En tant que membres du réseau mondial des liens familiaux de la Croix-Rouge et du Croissant-Rouge, le CICR et les Sociétés nationales américaine et dominicaine ont mis en place des services de recherches pour les enfants qui ont été évacués à l’étranger – comme d'ailleurs pour toutes les autres personnes qui ont quitté Haïti.
Que font les équipes de recherche conjointes du CICR et de la Croix-Rouge haïtienne lorsqu’elles rencontrent un enfant non accompagné ?
Lorsque nos équipes de recherche en Haïti ou en République dominicaine trouvent un enfant non accompagné, elles cherchent en premier lieu à recueillir un maximum d’informations à son sujet, notamment l'endroit où pourraient se trouver ses proches ainsi que leurs coordonnées. Elles interrogent parfois également les personnes qui côtoient l’enfant afin d'obtenir davantage d’informations.
Au besoin, les équipes confient l’enfant à l’UNICEF ou à des agences chargées d'organiser sa prise en charge temporaire, et lancent ensuite les recherches pour retrouver ses parents. Nous procédons de différentes manières, notamment en menant des recherches dites « actives ». Cela consiste, entre autres, à se rendre là où les parents sont censés se trouver, à offrir la possibilité de passer des appels téléphoniques et à enregistrer des informations sur notre site Internet Family Links. Le CICR a régulièrement recours à des annonces à la radio et dans les rues pour faire connaître ses services de recherches.
Comment le CICR coordonne-t-il ses activités avec les autres organisations humanitaires pour faire en sorte que les enfants bénéficient d'une assistance appropriée dans la situation actuelle en Haïti ?
Vu l’ampleur de la catastrophe et le nombre important d’organismes d'aide humanitaire présents sur place, des mesures ont été prises rapidement sur le terrain pour coordonner la réponse humanitaire.

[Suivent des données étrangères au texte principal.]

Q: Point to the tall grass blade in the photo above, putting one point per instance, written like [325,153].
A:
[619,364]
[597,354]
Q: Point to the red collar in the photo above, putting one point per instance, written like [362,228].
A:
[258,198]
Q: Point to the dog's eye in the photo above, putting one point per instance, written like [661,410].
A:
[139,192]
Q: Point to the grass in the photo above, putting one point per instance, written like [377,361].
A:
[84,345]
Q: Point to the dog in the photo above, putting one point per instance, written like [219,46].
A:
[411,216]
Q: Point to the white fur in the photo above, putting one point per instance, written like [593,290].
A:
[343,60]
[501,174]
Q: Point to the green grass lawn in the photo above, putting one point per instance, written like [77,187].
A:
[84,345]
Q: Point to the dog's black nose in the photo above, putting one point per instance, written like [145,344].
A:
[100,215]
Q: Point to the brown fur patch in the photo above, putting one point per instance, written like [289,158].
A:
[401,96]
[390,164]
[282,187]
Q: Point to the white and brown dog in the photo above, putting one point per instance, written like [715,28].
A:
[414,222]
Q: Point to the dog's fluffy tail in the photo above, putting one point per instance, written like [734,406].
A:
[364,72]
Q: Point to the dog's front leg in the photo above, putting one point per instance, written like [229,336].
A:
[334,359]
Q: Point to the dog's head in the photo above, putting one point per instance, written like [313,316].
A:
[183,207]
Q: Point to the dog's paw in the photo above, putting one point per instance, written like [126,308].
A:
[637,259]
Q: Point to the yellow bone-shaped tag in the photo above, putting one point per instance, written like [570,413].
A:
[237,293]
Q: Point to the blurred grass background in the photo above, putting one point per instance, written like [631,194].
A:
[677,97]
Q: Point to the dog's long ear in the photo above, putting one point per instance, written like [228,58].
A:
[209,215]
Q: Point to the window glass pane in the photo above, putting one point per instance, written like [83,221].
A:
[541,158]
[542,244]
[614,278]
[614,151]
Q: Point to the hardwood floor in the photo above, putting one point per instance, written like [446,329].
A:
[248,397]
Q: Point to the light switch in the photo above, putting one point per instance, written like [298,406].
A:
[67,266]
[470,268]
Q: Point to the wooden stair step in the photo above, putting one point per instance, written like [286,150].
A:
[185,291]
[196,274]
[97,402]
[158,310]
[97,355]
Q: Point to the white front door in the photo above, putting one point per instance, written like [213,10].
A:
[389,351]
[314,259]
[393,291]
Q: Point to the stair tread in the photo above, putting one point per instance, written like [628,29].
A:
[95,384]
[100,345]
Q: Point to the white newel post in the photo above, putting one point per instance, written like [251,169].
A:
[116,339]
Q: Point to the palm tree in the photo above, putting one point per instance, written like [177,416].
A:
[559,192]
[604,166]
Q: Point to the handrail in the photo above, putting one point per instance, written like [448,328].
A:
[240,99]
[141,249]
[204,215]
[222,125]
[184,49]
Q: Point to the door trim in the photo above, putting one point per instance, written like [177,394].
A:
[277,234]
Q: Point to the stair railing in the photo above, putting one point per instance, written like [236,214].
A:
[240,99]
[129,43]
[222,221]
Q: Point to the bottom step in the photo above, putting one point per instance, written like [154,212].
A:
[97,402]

Les Nations Unies ont mis en place le système des groupes sectoriels (ou « clusters »), l’UNICEF étant chef de file de celui consacré à la protection de l’enfant.

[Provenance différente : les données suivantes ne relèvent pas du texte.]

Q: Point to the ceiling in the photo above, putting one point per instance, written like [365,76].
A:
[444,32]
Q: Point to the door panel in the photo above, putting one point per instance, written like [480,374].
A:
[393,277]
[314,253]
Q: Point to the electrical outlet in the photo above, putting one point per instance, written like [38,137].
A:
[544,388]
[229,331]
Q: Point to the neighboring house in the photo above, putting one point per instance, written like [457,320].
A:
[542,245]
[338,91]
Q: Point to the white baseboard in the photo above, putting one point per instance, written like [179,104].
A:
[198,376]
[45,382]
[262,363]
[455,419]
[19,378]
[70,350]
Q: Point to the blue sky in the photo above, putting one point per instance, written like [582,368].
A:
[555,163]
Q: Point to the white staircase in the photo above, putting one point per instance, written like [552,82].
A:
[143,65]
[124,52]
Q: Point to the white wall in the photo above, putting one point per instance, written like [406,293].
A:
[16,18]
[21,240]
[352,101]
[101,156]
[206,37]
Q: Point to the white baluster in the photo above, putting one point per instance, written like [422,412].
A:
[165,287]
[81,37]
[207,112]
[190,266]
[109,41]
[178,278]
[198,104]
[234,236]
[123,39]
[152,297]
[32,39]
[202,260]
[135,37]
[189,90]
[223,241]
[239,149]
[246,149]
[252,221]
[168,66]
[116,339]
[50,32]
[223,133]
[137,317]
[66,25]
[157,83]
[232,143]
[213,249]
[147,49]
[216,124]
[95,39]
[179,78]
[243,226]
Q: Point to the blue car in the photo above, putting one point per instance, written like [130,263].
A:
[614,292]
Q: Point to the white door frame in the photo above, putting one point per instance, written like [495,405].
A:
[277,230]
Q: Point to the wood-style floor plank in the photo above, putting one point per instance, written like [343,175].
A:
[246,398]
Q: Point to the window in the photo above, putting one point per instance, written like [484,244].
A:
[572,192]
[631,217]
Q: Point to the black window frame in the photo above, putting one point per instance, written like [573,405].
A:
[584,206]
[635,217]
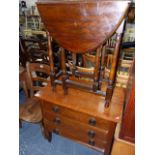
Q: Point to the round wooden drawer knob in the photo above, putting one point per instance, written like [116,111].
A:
[57,120]
[56,109]
[91,133]
[56,131]
[91,142]
[92,121]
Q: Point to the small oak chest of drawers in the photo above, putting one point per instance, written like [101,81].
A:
[81,116]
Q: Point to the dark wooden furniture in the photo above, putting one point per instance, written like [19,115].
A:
[30,110]
[127,131]
[81,116]
[83,26]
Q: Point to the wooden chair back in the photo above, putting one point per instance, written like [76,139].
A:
[82,26]
[38,76]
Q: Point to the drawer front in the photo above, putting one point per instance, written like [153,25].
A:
[71,133]
[85,130]
[78,116]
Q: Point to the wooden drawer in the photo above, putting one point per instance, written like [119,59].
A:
[84,130]
[78,116]
[71,133]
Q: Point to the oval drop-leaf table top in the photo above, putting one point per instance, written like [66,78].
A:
[82,25]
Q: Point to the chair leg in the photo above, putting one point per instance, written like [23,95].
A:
[46,134]
[20,123]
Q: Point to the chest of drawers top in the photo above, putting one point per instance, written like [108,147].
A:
[84,102]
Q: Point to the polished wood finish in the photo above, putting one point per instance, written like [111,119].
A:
[81,116]
[120,146]
[86,24]
[30,110]
[127,131]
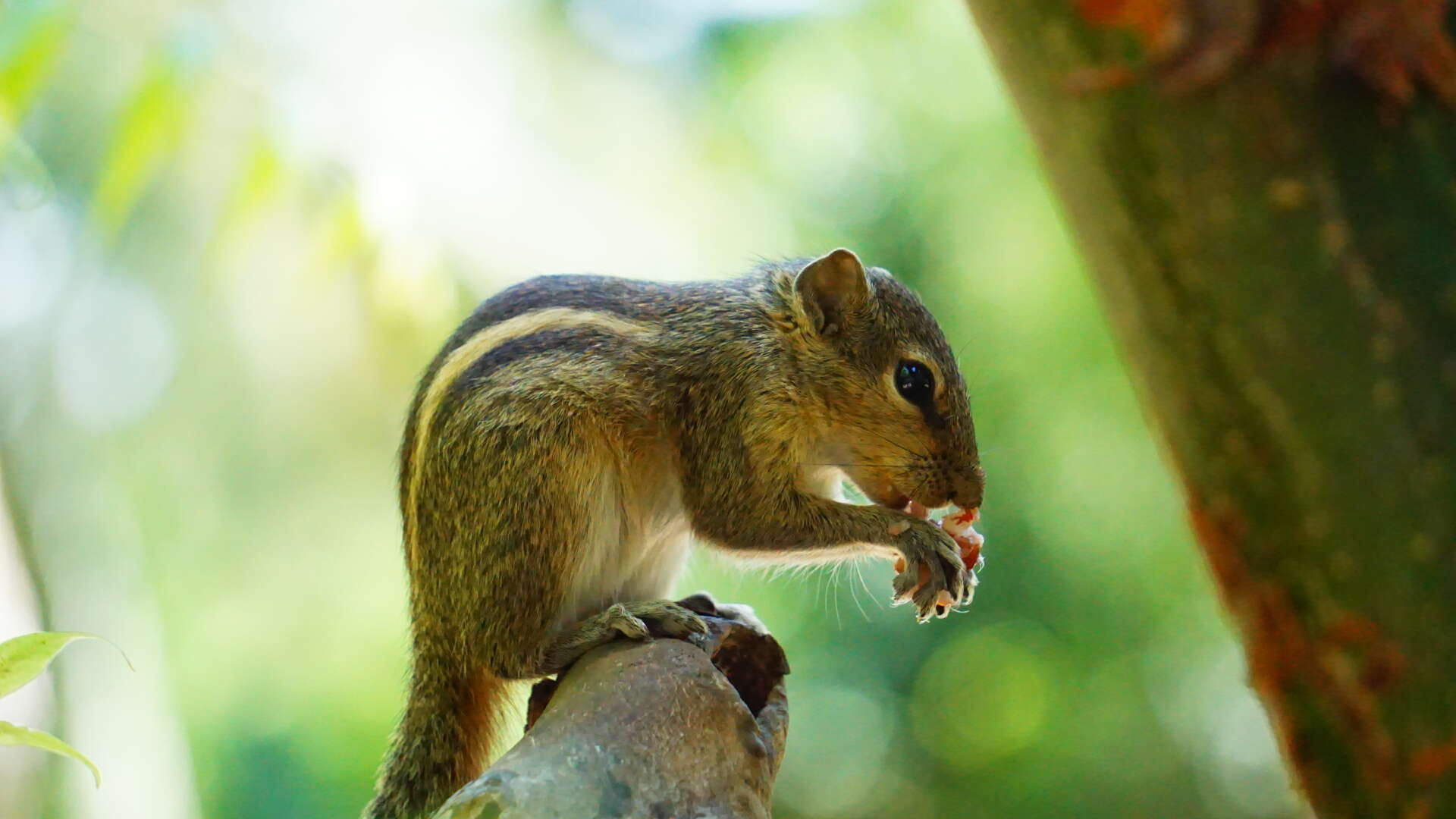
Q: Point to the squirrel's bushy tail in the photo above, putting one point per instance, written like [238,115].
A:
[443,739]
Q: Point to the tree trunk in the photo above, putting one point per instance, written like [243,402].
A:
[1269,207]
[663,727]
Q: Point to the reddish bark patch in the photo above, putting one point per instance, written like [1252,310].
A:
[1341,670]
[1149,19]
[1394,46]
[1433,761]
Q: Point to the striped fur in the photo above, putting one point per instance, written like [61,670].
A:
[576,433]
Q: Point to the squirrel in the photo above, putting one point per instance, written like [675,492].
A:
[577,433]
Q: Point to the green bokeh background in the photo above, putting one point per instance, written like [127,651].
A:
[232,234]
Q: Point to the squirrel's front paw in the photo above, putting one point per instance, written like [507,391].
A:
[930,572]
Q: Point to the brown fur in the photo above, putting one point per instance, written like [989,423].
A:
[554,471]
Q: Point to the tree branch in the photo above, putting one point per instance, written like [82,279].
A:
[664,727]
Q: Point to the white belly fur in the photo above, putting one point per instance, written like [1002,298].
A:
[637,541]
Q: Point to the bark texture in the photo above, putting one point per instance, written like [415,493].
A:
[1267,203]
[655,730]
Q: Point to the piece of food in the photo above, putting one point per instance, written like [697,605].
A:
[960,526]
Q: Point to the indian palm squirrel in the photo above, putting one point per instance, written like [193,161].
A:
[577,433]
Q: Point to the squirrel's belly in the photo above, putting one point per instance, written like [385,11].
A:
[638,539]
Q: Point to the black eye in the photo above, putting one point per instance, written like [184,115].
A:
[915,382]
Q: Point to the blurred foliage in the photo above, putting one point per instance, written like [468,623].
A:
[22,659]
[234,232]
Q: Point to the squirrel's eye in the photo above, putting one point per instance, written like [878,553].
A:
[915,382]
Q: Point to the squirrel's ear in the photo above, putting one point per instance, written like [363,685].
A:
[830,287]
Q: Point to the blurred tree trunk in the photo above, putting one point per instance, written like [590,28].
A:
[1267,203]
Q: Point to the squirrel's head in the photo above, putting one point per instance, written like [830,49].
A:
[899,422]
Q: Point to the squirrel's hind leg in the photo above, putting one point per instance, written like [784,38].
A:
[635,621]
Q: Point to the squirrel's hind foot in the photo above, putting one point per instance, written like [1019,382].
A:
[638,620]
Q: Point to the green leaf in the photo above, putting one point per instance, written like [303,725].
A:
[27,656]
[18,735]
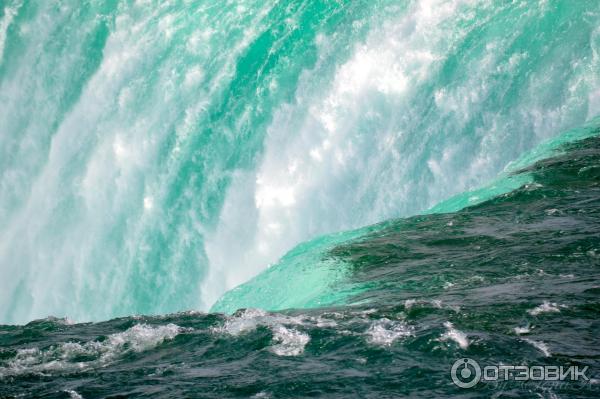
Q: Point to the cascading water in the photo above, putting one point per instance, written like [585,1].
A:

Il est primordial que les pouvoirs publics et toutes les organisations concernées coopèrent et s’appuient mutuellement pour apporter assistance et protection à tous ceux qui ont été touchés par le séisme. Des rôles directeurs spécifiques ont été établis dans divers domaines clés. Le CICR et les Sociétés nationales des États-Unis, de la République dominicaine, d'Haïti et d’autres pays se chargent d'une grande partie des activités de recherches, avec le soutien d’autres organismes.
D’autres organisations s’occupent notamment de la prise en charge provisoire des enfants, de leur santé psychosociale et de l'assistance éducative d'urgence. La tâche de chaque organisation dépend de son mandat, de ses compétences techniques et de sa capacité à gérer une situation donnée. Toute organisation souhaitant agir en faveur des enfants séparés de leur famille doit collaborer avec les autres partenaires concernés. Il va sans dire que le CICR adhère à ce principe.